In this blog post, we’ll explore two powerful features of SQL: subqueries and aggregate functions. Subqueries, or nested queries, allow you to build dynamic and sophisticated queries by embedding one query within another. This technique is invaluable for filtering, transforming, and comparing data sets in nuanced ways. On the other hand, aggregate functions enable you to perform calculations on multiple rows and return a single summarizing value, such as totals, averages, counts, and more.
GROUP BY Clause
Till now we combined multiple values into a single value by doing some operation on all of them.
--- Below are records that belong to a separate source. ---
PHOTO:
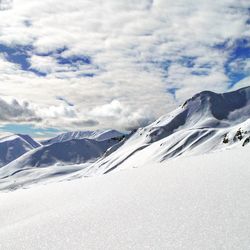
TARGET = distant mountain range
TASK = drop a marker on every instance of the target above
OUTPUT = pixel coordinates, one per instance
(205, 123)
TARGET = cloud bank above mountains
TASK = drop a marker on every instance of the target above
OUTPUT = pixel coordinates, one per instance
(99, 64)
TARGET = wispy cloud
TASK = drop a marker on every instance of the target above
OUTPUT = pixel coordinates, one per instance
(118, 60)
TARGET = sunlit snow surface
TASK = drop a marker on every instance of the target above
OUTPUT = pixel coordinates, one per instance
(197, 202)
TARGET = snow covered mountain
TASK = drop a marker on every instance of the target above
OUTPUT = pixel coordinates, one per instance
(205, 123)
(197, 202)
(198, 126)
(98, 135)
(68, 153)
(11, 147)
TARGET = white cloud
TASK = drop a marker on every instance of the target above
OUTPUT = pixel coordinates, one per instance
(129, 44)
(14, 111)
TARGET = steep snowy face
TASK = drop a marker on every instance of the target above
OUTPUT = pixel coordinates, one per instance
(205, 123)
(62, 153)
(98, 135)
(14, 146)
(204, 110)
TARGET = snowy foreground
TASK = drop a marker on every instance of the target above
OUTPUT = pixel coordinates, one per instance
(197, 202)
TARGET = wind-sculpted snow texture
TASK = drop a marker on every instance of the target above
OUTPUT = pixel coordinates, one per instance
(98, 135)
(196, 127)
(197, 202)
(205, 123)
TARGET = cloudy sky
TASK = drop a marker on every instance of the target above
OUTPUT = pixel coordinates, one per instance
(90, 64)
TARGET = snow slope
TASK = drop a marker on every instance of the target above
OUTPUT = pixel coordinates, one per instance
(205, 123)
(197, 127)
(27, 168)
(197, 202)
(11, 147)
(98, 135)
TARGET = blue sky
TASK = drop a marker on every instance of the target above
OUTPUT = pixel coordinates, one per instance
(120, 64)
What if, we want to get the final values in multiple sets? That is, we want to get the set of values as our result in which each value is derived from a group of values from the column.
The way the Group By clause works is it allows us to break the table into multiple groups so as to be used by the aggregate function.
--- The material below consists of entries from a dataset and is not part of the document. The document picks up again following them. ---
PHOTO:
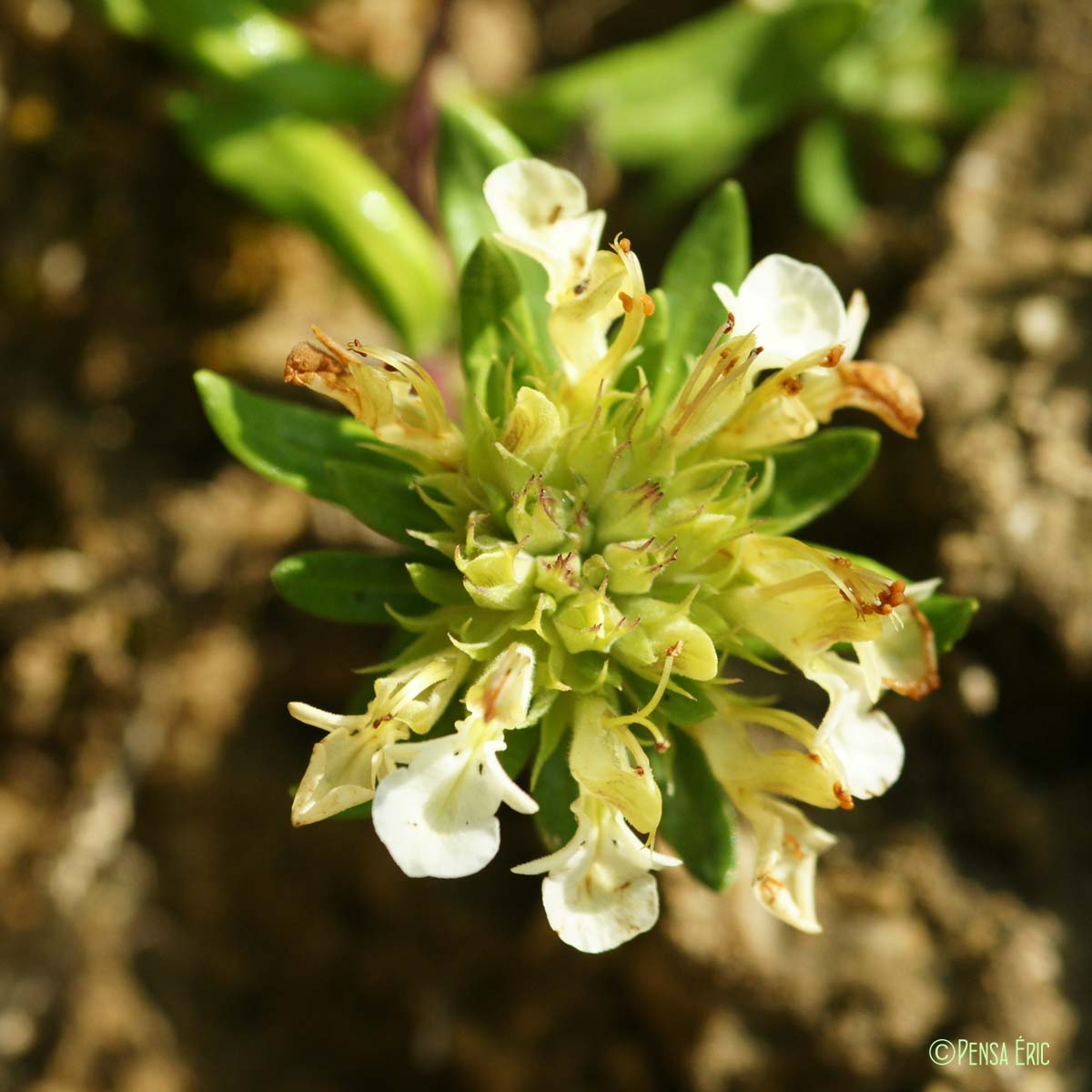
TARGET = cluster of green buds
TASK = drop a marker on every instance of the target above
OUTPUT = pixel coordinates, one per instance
(601, 549)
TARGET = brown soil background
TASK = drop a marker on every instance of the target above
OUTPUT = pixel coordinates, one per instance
(163, 927)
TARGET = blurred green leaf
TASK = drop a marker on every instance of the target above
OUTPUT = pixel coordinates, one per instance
(813, 475)
(381, 496)
(495, 328)
(442, 587)
(687, 105)
(715, 246)
(551, 731)
(912, 146)
(698, 820)
(347, 587)
(950, 617)
(472, 143)
(303, 170)
(126, 16)
(285, 442)
(824, 183)
(245, 44)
For example: GROUP BY batch_id
will bring all rows with the same batch_id
together in one group
Note: Also, GROUP BY always works before aggregate functions. Group By is used to apply aggregate function within groups (collection of rows). The result comes out to be a set of values where each value is derived from its corresponding group.
Let’s take an example.
SELECT COUNT(*), batch_id FROM students GROUP BY batch_id;
The result of the above query will be.
Explanation: The query breaks the table into 3 groups each having rows with batch_id
as 1, 2, 3 respectively. There are 4 rows with batch_id = 1
, 3 rows with batch_id = 2
and 2 rows with batch_id = 3
.
Note that, we can only use the columns in SELECT which are present in Group By because only those columns will have the same value across all rows in a group.
Ordering of Operations:
1. Select the tables.
1.2. Do the joins if required
2. Apply the filters (where clause)
3. Group by
3.2: Filtering happens with having clause
4. Select what to print including aggregates
5. Order by, limit, offset.
Aggregate Examples
Q1: Print the name of every actor (first_name, last_name) and with that print the number of films they have acted in.
SELECT
a.first_name, a.last_name, count(1) AS count_movies
FROM actor a
JOIN film_actor b
ON a.actor_id = b.actor_id
GROUP BY a.actor_id
Q2: If you have a table user_classes
with columns as (userID, classID, attended (0 / 1)), then find user-wise attendance.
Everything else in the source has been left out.